Alex Ellis

Profile
- Position: Tight end

Personal information
- Born: February 10, 1993 (age 33) Delmar, Delaware, U.S.
- Listed height: 6 ft 4 in (1.93 m)
- Listed weight: 245 lb (111 kg)

Career information
- High school: Delmar
- College: Tennessee
- NFL draft: 2016: undrafted

Career history
- Tennessee Titans (2016)*; Jacksonville Jaguars (2016); New Orleans Saints (2017–2018)*; Kansas City Chiefs (2018); Philadelphia Eagles (2019); New England Patriots (2020)*; Las Vegas Raiders (2021)*; Arizona Cardinals (2021–2022)*; Arlington Renegades (2023); DC Defenders (2023–2024);
- * Offseason and/or practice squad member only

Career NFL statistics
- Receptions: 3
- Receiving yards: 11
- Stats at Pro Football Reference

= Alex Ellis (American football) =

American football player (born 1993)

Alexander Colby Ellis (born February 10, 1993) is an American football tight end.
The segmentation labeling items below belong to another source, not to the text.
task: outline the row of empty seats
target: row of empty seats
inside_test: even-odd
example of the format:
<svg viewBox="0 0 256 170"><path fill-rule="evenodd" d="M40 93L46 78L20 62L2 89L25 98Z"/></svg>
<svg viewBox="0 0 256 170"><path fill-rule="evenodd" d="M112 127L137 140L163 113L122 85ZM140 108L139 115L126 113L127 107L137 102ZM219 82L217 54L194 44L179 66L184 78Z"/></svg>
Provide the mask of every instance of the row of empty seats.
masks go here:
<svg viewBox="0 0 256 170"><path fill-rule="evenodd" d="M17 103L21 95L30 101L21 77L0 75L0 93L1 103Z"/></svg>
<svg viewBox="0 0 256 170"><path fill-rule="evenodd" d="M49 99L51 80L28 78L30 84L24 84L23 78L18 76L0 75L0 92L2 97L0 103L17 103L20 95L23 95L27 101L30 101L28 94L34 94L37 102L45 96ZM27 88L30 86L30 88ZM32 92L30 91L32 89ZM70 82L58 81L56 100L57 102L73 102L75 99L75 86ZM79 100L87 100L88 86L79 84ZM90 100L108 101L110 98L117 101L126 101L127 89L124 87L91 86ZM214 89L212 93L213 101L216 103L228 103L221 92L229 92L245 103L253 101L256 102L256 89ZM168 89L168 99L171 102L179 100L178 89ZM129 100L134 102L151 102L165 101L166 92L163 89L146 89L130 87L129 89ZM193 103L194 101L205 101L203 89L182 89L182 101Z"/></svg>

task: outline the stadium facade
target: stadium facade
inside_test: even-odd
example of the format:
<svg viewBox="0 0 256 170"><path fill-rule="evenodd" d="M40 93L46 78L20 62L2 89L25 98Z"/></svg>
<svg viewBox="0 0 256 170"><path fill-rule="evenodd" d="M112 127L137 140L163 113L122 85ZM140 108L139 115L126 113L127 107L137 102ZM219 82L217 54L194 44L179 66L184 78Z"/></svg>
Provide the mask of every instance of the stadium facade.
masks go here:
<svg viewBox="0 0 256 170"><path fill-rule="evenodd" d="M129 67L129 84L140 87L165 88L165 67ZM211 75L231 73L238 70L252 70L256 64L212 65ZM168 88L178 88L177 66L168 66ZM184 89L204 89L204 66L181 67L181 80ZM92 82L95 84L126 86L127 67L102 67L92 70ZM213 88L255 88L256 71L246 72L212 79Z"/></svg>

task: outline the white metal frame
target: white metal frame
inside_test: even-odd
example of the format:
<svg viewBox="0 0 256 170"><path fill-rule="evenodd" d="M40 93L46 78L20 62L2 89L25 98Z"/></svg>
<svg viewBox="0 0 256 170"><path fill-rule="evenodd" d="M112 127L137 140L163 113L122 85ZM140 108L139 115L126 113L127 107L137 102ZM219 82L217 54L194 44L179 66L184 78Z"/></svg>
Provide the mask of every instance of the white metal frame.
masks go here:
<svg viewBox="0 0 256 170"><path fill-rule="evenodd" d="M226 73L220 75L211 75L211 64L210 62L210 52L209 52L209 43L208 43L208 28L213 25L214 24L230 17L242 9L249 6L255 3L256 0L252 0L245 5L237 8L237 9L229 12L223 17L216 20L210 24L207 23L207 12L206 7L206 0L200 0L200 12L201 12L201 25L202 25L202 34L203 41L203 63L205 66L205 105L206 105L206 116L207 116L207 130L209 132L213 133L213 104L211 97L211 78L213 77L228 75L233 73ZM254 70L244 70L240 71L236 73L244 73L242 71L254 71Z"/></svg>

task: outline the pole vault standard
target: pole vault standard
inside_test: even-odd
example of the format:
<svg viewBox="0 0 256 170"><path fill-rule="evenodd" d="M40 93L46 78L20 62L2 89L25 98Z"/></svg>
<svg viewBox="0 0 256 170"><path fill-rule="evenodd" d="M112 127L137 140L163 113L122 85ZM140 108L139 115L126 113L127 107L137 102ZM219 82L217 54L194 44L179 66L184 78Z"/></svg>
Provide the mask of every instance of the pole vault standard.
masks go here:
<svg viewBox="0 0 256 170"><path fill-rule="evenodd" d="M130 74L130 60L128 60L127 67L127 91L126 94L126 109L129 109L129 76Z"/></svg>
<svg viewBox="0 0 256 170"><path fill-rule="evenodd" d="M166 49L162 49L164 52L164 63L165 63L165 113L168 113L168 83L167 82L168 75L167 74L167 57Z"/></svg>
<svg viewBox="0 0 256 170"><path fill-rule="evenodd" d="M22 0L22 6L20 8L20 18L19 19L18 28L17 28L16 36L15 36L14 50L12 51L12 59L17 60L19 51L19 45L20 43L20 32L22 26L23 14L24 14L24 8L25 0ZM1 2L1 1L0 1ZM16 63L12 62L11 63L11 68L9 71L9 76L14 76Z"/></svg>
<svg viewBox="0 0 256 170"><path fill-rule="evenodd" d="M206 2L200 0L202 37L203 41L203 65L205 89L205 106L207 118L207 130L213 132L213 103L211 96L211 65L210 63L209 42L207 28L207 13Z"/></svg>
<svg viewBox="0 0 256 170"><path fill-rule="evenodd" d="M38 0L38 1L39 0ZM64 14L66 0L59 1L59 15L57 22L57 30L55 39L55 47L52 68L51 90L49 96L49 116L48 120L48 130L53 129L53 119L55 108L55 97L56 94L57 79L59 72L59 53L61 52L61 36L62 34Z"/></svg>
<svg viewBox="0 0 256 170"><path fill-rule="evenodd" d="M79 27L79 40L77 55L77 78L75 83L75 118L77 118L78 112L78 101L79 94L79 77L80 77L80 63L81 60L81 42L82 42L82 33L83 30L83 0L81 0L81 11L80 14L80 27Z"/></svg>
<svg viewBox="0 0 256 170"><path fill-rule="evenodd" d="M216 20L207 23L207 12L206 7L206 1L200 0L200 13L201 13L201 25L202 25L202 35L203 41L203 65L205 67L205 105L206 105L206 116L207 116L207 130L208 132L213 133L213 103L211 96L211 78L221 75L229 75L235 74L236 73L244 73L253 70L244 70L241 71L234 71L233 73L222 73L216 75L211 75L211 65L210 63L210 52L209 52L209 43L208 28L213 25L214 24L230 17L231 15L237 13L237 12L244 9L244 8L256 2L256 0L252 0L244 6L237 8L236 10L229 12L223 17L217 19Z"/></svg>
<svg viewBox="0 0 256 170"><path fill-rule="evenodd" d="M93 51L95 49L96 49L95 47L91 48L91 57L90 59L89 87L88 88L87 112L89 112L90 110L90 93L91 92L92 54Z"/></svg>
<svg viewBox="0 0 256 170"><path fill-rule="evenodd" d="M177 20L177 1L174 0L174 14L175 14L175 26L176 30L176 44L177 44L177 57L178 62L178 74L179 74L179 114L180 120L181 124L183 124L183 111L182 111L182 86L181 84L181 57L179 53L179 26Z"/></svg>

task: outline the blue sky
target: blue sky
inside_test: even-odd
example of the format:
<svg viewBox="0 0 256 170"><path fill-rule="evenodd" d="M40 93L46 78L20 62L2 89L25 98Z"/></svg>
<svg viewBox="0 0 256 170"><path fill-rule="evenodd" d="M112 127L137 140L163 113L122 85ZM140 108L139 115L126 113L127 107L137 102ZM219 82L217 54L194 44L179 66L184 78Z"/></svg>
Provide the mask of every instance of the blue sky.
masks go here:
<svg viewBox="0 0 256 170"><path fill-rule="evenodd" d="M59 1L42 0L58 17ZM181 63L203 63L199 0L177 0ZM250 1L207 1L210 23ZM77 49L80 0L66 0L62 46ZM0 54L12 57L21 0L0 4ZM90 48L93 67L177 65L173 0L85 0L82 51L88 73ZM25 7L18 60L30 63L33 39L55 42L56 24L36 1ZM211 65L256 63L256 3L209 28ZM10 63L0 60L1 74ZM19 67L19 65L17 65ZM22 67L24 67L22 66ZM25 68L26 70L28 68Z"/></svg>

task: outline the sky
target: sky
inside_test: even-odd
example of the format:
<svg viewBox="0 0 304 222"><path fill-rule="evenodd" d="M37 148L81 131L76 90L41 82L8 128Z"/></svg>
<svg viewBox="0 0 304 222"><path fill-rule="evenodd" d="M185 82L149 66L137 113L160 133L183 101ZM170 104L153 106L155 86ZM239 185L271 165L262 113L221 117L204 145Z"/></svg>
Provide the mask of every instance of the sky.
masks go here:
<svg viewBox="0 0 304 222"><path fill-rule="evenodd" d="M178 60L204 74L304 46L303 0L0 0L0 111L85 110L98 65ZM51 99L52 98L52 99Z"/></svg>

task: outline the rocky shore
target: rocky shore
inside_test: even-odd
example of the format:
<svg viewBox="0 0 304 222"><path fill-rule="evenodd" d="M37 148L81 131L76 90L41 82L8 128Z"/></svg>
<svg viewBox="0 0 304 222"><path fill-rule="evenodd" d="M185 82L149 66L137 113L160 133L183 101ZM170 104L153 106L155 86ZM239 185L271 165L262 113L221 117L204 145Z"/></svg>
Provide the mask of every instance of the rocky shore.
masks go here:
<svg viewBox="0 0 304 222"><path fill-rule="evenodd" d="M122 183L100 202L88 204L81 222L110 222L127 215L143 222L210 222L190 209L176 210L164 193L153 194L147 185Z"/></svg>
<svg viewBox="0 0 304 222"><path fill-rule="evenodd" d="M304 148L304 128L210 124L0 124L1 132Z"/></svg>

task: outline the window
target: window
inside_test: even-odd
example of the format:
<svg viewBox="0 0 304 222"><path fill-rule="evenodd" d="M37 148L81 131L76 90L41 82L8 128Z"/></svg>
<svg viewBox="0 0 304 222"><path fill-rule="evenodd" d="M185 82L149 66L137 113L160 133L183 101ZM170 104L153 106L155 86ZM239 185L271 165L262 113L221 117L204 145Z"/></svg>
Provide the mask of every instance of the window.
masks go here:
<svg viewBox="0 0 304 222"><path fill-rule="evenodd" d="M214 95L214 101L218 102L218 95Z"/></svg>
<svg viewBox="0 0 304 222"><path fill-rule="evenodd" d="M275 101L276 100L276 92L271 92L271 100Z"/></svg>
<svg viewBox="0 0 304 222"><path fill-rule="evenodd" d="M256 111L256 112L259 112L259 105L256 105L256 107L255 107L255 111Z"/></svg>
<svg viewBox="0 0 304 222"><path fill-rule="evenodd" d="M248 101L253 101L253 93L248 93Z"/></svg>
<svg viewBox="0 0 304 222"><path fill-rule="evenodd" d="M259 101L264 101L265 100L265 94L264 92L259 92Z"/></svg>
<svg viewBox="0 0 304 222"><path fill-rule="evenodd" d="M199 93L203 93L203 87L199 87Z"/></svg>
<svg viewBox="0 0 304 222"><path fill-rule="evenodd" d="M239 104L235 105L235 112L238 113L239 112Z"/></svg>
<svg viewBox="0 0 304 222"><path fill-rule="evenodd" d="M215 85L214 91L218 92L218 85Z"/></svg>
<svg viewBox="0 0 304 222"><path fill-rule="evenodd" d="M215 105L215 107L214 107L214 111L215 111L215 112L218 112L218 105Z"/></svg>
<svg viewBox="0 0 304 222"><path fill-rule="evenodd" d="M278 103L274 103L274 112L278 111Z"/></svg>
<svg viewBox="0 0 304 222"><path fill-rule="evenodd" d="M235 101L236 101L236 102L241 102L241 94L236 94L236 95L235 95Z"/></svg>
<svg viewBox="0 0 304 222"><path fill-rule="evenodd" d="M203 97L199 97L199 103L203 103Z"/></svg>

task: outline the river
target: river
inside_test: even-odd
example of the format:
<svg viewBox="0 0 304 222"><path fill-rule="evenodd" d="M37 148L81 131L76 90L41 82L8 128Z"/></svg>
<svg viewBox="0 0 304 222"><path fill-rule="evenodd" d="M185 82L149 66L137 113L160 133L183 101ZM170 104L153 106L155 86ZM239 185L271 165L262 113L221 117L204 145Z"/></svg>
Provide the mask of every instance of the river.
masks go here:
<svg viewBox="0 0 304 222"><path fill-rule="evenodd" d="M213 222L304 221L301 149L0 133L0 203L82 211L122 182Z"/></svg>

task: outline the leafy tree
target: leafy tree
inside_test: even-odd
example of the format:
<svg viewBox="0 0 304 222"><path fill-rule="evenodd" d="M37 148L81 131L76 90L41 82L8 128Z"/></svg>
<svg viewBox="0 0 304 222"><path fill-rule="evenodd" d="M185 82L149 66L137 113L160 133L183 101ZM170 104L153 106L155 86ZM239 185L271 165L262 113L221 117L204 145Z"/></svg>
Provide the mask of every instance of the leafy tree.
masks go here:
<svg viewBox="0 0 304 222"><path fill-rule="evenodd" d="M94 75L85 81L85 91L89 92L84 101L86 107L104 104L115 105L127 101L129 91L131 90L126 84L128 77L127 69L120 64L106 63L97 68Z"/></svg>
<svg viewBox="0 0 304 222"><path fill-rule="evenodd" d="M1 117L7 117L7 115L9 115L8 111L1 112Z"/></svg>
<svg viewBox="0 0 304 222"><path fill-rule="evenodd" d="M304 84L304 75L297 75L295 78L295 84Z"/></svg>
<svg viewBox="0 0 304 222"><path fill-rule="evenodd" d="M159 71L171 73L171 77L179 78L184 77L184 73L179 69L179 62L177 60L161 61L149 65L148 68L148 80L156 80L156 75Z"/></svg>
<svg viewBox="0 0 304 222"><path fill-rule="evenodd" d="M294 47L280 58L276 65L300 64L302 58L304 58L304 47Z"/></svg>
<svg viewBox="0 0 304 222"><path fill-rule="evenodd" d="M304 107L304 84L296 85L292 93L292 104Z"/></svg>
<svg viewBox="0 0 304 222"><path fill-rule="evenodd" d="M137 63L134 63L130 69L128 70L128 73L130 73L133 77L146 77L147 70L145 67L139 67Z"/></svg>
He was signed by the Tennessee Titans as an undrafted free agent after the 2016 NFL draft. He played college football at Tennessee.

==College career==
Ellis attended the University of Tennessee, where he played as a tight end for the Tennessee football team. In the 2014 and 2015 seasons, he totaled 14 receptions for 232 yards and one touchdown.

==Professional career==

Pre-draft measurables
| Height | Weight | Arm length | Hand span | Wingspan | 40-yard dash | 10-yard split | 20-yard split | 20-yard shuttle | Three-cone drill | Vertical jump | Broad jump | Bench press |
| 6 ft 4+1⁄2 in (1.94 m) | 253 lb (115 kg) | 32+1⁄8 in (0.82 m) | 9+1⁄2 in (0.24 m) | 6 ft 6+1⁄2 in (1.99 m) | 4.79 s | 1.60 s | 2.69 s | 4.37 s | 6.87 s | 34.5 in (0.88 m) | 10 ft 1 in (3.07 m) | 20 reps |
All values from Pro Day

===Tennessee Titans===
On May 9, 2016, Ellis signed with the Tennessee Titans as an undrafted free agent. On September 2, Ellis was waived by the Titans as part of final roster cuts.

===Jacksonville Jaguars===
On September 5, 2016, Ellis was signed to the Jacksonville Jaguars' practice squad. On November 26, he was promoted to their active roster, where he played his first NFL game against the Buffalo Bills.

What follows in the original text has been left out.